An Opry Exodus – Today In Country Music History [VIDEO]
December 5th, 1956
At the time, the Opry required it members to perform at the legendary venue 26 weeks every year. Failure to comply would (or could) result in the artist being removed from the Opry roster. Faron Young later said that money was what generated the hassle. "When they insisted on the twenty-six-week thing, I put a pen to it and figured it out. I was gonna lose $180,000 a year to work the Opry twenty-six weeks out of the year." Johnny Wright would say that he and Kitty Wells were not fired from the Opry, but quit over paying the percentage fees to the WSM Artists' Service Bureau, which was the WSM and Opry's booking agency for the members.
Several days later, the Nashville Tennessean ran an editorial with the headline: "Opry Has Duty of Protection." The editorial said: "The Opry has been and continues to be the nucleus of Nashville's $40 million music industry. There is hardly a successful music enterprise in the city that does not owe its orgin and its longevity to the Opry. Thus, it seems the Opry has a responsibility to compel observance of reasonable restrictions for its own protection and for the protection of the rest of the music industry in Nashville. Most of the thousands of people who line up at the Opry House every Friday and Saturday night have traveled long distances to see in person the stars they have come to love by radio.
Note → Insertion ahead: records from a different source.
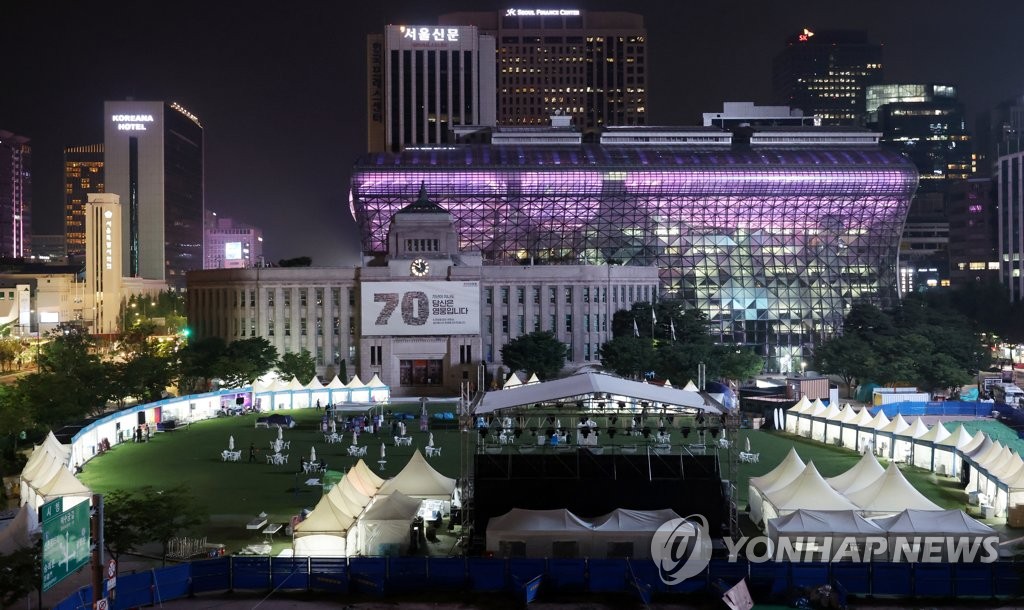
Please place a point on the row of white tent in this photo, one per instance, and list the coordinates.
(823, 531)
(46, 476)
(558, 532)
(294, 394)
(367, 515)
(996, 471)
(866, 488)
It must be a disappointment for these fans to arrive at the Opry on this one big night for them and find that their favorite stars have found a more profitable audience in some other state.
As far as the 11 who were fired, many came back to the Opry and fulfilled their membership requirements. Those were George Morgan, Don Gibson, Billy Grammer, Justin Tubb and Stonewall Jackson. Johnny Wright, Kitty Wells, the Jordanaires, Faron Young, Ferlin Husky and Ray Price never rejoined, although all continued to make guest appearances on the show.